Any good gift apart from salvation is seasonal, and if we try to hold onto it out of season, it will turn bitter.
The kids ran through the front door and tried to see how loud their voices were bouncing off cleared floors and bare walls. “Meet us in the living room!” Robert called. When the kids joined us, I said, “This was our house, and we’ll say goodbye to it as a family.” There was a palpable reverence as the six of us walked through each room of our empty home.
We expressed our appreciation for spaces, reminisced on sweet memories, and acknowledged the sorrow held between walls. The empty rooms echoed, but faint, almost visible moments drifted through each room.
I was ready to open the door and say goodbye.
We paused in Lucy and Jane’s room. It’s the room that was meant to be shared but held tragedy instead. “Why did you keep the door shut for so long after Jane died?” George wondered aloud. With a brief exhale, I responded, “It made me sad, and I felt very protective of her things. I didn’t want anyone to move anything or accidentally get rid of something. But then, one day, I was ready to open the door.” He smiled and nodded in understanding before running to the next room.
Ten months ago, I sat on my couch in our living room and cried, “I can’t leave this house. I’ll never be able to leave this house.” It made me sad to think about, and I felt protective of a place that held so many emotions for our family. Today, I stood in that exact spot. There were no tears, but peace. I was ready to open the door and say goodbye.
James 1:17 says, “Every good and perfect gift is from above, coming down from the Father of the Heavenly lights who does not change like shifting shadows.”
I believe our home was a good gift, and our time in Georgia has also been a good gift; and I know that both were given by our Heavenly Father.

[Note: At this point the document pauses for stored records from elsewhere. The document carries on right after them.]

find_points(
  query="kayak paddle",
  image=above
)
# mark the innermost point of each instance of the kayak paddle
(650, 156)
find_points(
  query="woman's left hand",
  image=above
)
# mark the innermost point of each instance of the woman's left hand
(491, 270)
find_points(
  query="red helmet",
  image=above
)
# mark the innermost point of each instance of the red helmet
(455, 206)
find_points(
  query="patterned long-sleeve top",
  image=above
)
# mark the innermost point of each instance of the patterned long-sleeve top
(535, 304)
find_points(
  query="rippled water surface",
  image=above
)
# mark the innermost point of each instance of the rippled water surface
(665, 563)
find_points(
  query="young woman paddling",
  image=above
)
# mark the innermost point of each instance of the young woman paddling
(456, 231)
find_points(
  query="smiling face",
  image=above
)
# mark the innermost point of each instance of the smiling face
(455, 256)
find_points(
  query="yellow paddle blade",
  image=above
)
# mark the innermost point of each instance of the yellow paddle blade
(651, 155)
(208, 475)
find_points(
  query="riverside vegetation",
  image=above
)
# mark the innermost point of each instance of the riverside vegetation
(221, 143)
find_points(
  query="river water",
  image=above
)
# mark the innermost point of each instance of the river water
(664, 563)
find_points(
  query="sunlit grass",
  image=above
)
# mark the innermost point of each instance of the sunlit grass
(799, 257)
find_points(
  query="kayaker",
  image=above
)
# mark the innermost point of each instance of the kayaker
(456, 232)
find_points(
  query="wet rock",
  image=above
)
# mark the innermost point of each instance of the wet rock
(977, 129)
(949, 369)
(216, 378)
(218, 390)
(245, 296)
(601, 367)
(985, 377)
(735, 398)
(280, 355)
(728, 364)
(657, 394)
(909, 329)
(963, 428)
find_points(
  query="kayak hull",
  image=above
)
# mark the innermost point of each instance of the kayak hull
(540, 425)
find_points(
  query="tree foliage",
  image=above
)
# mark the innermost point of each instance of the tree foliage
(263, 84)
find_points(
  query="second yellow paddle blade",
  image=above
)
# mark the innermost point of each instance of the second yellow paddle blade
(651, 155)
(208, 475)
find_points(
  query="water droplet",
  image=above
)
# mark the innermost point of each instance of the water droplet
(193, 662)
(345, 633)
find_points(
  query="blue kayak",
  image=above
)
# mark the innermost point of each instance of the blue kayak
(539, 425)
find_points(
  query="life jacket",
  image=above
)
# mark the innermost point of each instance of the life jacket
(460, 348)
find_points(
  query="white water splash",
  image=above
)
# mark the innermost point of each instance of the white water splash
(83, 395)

I also understand that any good gift apart from salvation is seasonal, and if we try to hold onto it out of season, it will turn bitter.
Our lives are a story made up of stanzas and chapters. We’ve had many sweet chapters in our little family, and we’ve had horribly difficult ones. Today, it seemed we bid farewell to a book, not just a chapter. It’s a book in a series, and while it ended on a bit of a cliffhanger, it also offered satisfying closure.
We have a beautiful opportunity to completely trust the Author
We’re excited about what lies ahead of our family, and we also hold profound gratitude for what has been. It is the surrender of good things before they become bitter or become an idol. It’s appreciating the Giver above the gift. One day we won’t need to say goodbye. One day all will be good and nothing bittersweet.
As believers, we have a beautiful opportunity to completely trust the Author, and we should count it an honor to play a role in his ultimate story.